SQuaSH metrics follow the concepts developed in [lsst.verify](https://sqr-019.lsst.io/). Here we present two approaches on how SQuaSH metrics can be inserted into InfluxDB. 

Approach #1: each metric in SQuaSH is an InfluxDB measurement 

In [None]:
from influxdb import InfluxDBClient

client = InfluxDBClient('localhost', 8086, 'root', 'root', 'squash')
client.create_database('squash')

In [None]:
import requests

SQUASH_API_URL = "https://squash-restful-api-demo.lsst.codes/"
jobs = requests.get(SQUASH_API_URL + "/jobs").json()

In [None]:
from datetime import datetime

for job_id in jobs['ids']:

    r = requests.get(SQUASH_API_URL + "/job/{}".format(job_id)).json()
    
    # Skip datasets we don't want
    if r['ci_dataset'] == 'unknown' or r['ci_dataset'] == 'decam':
        continue
    
    print('Sending point for job {}...'.format(job_id))

    points = []
    
    for meas in r['measurements']:
        point = dict()
        point['measurement'] = meas['metric']
        point['tags'] =  {'filter_name': r['meta']['filter_name'], 
                          'dataset':  r['ci_dataset']}
        point['time'] = r['date_created']
        point['fields'] = {'value': meas['value']}
        points.append(point)
        
    client.write_points(points)

Approach #2: each verification package in SQuaSH is an InfluxDB measurement

In [None]:
from influxdb import InfluxDBClient

client = InfluxDBClient('localhost', 8086, 'root', 'root', 'squash_2')
client.create_database('squash_2')

In [None]:
import requests

SQUASH_API_URL = "https://squash-restful-api-demo.lsst.codes/"
jobs = requests.get(SQUASH_API_URL + "/jobs").json()

In [None]:
from datetime import datetime

for job_id in jobs['ids']:

    r = requests.get(SQUASH_API_URL + "/job/{}".format(job_id)).json()
    
    if r['ci_dataset'] == 'unknown' or r['ci_dataset'] == 'decam':
        continue
    
    print('Sending point for job {}...'.format(job_id))

    points = []
    
    for meas in r['measurements']:
        point = dict()
        # we could add the verification package in addition to metric to improve 
        # this
        point['measurement'] = meas['metric'].split('.')[0]
        point['tags'] =  {'filter_name': r['meta']['filter_name'], 
                          'dataset':  r['ci_dataset']}                  
        point['time'] = r['date_created']
        point['fields'] = {meas['metric']: meas['value']}
        points.append(point) 
    
    client.write_points(points)

It turns out that the second approach fits better along the InfluxDB concepts.
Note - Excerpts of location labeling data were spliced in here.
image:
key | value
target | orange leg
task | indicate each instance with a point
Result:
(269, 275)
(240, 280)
You can verify that by exploring the two InfluxDB databases `squash` and `squash_2` just created using [Chronograf](http://localhost:8888/sources/0/chronograf/data-explorer).

## Alerting

Alerting is done with [Kapacitor](https://docs.influxdata.com/kapacitor) which integrates with Chronograf.
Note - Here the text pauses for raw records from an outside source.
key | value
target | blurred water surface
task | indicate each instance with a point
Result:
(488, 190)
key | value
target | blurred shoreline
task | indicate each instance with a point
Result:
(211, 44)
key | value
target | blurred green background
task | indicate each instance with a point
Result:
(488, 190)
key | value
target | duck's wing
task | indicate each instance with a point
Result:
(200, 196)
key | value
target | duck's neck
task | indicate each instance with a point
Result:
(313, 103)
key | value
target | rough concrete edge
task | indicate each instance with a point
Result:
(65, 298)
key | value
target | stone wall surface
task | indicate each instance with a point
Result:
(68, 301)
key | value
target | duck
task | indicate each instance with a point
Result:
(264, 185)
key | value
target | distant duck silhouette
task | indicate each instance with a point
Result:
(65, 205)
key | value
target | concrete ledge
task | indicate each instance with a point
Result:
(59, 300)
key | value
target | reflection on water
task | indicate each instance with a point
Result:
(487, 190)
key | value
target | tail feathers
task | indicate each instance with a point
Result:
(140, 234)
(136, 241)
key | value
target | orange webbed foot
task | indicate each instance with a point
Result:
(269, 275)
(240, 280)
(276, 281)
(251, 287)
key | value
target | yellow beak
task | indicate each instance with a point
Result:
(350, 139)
TODO: demonstrate how to create alerting rules programatically using the metric definition and specifications from the SQuaSH API (similar to what we did when Investigating Honeycomb).

## Discussion

### InfluxDB

- Built-in HTTP API (but not RESTful)
- CLI
- InfluxDB Python client
- SQL-like query language
- Functions like mean(), median(), min() and max()


### Chronograf

- Written in Go and React.js, implements most of Grafana fucntionalities but works with InfluxDB only.
- Explore mode: query builder is great, we can have multiple queries in a single graph
- Query builder: flexible, has the ability to edit and test the actual query before submission
- Easy to create dashboards, nice control of the graph properties, has a presentation mode
- [Template variables are great to customize dashboards](https://docs.influxdata.com/chronograf/v1.6/guides/dashboard-template-variables/)
- [You can export your dashboard definition to JSON](https://www.influxdata.com/blog/chronograf-dashboard-definitions/)
- Easy to configure alerting rules
- You can export data from the system (download CSV from the UI, from the [HTTP API](http://localhost:8888/docs#tag/measurements) or from thr CLI)
- [Combine metrics and logs dashboard](https://docs.influxdata.com/chronograf/v1.6/guides/analyzing-logs/#logs-in-dashboards).
- Combine data from two different databases in the same plot/dashboard. That's a really imporant feature in order to correlate metrics from the DM-EFD and SQuaSH. 

## Kapacitor

- Alerting rules
- Time series processing 
- [HTTP API](https://docs.influxdata.com/kapacitor/v1.5/working/api/)